Now, we will move the file to the OpenVPN Access Server directory and make it user executable.

mv duo_openvpn_as.py /usr/local/openvpn_as/scripts/

chmod a+x /usr/local/openvpn_as/scripts/duo_openvpn_as.py

4.3 Enabling the Post-Auth Script:

Run the following commands to set duo_openvpn_as.py as your post-auth script:

/usr/local/openvpn_as/scripts/sacli -a “admin_username” -i -k auth.module.post_auth_script --value_file=/usr/local/openvpn_as/scripts/duo_openvpn_as.py ConfigPut

Use the admin username in the above command of the OpenVPN server we received from the deployment manager. You will be asked for a Password which will be the password we received from the deployment manager.

Now, restart the service using the following command.  

/usr/local/openvpn_as/scripts/sacli -a “admin_username” -i Reset

Step 5: 

Creating Users in the OpenVPN and registering with DUO

5.1 Creating a new OpenVPN User:

1. Go to your OpenVPN Access Server Web Admin Panel. 

2. Then go to the User Permission under User Management from the left panel

3. Fill in the new username space and click on more settings

4. Keep everything else default and save settings 

5.2 Registering Users with DUO

1. Click on your OpenVPN Instance external IP

2. Login in with your newly created user using the username and password you have set

3. You will get a request to register the user with DUO

4. Open the given red marked link 

5. Register the user with the Android/IOS device where you want to have the OTP/Push Notification  

Step 6: 

Using OpenVPN Connect 

OpenVPN Connect will be used to connect to the OpenVPN Access Server. Here we have used “openvpn-connect-2.7.1.101_signed.msi” for windows which have worked well with DUO 2-Factor Authentication. 

1. First, install the OpenVPN Connect in Windows. 
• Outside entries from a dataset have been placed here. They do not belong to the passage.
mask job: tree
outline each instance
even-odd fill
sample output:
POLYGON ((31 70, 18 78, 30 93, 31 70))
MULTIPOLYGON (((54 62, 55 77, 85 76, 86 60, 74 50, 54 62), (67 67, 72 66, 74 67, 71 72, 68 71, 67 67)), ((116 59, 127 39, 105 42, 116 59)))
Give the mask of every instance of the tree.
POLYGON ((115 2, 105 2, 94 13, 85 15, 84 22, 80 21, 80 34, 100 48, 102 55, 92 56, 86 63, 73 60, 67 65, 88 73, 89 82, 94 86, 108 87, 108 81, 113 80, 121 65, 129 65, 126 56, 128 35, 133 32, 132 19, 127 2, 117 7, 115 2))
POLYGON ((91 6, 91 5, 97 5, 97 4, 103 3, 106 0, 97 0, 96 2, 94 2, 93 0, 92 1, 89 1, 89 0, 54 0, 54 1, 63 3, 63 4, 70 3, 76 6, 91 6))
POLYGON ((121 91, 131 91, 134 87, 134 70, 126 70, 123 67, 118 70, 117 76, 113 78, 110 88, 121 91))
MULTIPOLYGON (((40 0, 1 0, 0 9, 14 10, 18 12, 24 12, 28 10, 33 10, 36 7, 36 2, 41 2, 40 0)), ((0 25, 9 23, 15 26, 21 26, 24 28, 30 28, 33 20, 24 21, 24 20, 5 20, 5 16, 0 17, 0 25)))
2. From the Right-hand side of the taskbar click on the OpenVPN icon and click on connect. You will see the following 

3. Enter your OpenVPN Access Server's External IP and click on continue 

4. Users will be prompted to enter their username and password. 
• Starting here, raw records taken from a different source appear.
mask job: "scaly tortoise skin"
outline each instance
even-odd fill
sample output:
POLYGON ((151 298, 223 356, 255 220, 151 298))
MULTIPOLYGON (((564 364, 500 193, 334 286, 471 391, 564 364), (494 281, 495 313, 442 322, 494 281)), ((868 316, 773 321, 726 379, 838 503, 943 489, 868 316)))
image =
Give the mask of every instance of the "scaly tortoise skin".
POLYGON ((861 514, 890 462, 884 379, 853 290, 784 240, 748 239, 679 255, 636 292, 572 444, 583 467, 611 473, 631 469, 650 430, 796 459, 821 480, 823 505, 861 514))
5. After that, click on Connect and the users will be asked to enter the 2-step authentication code

6. Open your OpenVPN Android/IOS App to fetch the OTP and enter it here to connect with the OpenVPN Access Server. 

In this guide, we learned how to install OpenVPN Access Server with DUO for 2-Step Authentication. This integration can be used to enhance security, for specific developers access to cloud environments.